The Chan Zuckerberg Initiative grant will also focus on new uses of Parsl in biomedical research, an area where the software has already shown great potential. In 2020, researchers from the Department of Energy and US Veteran Affairs used Parsl to conduct a massive genotyping study of data from nearly 500,000 subjects in the Million Veterans Program. Other groups have used the software to create workflows for analyzing medical images on supercomputers and studying whole-genome and transcriptome sequences to discover new risk factors and treatments for breast cancer.

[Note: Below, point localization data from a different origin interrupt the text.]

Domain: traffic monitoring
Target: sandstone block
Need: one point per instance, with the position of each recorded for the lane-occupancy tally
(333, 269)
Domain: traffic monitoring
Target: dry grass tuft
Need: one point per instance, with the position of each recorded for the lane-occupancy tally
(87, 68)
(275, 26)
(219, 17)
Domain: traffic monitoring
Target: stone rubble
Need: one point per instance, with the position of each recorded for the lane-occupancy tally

In the next phase of the project, the Parsl team hopes to make it even easier for biomedical researchers to utilize the tool and scale up their research. The CZI award will enable the team to extend the software to work seamlessly with popular workflow languages such as WDL and CWL, so that researchers can create new programs from pre-published building blocks, simplifying the process of scaling research tasks from one computer to many.
“One of the things we’ve proposed is to integrate with tools that are widely used by the biomedical community,” Chard said. “Our hope is to augment that ecosystem with Parsl capabilities to basically enable biomedical workflows to run at much larger scales on increasingly heterogeneous computers. One of the driving philosophies behind Parsl is to meet researchers in their environment. That has underpinned our choice of Python and is influencing the direction here to integrate with common tools used in biomedicine.”
The expansion of the Parsl community was on display in September at Parsl and funcX Fest 2022, a two-day hybrid gathering of researchers, developers, and cyberinfrastructure experts from as far away as New Zealand and the United Kingdom. The event featured many lightning talks (viewable on YouTube) from users of Parsl and FuncX, its sister project that provides a platform for delegating computational tasks and data to remote resources.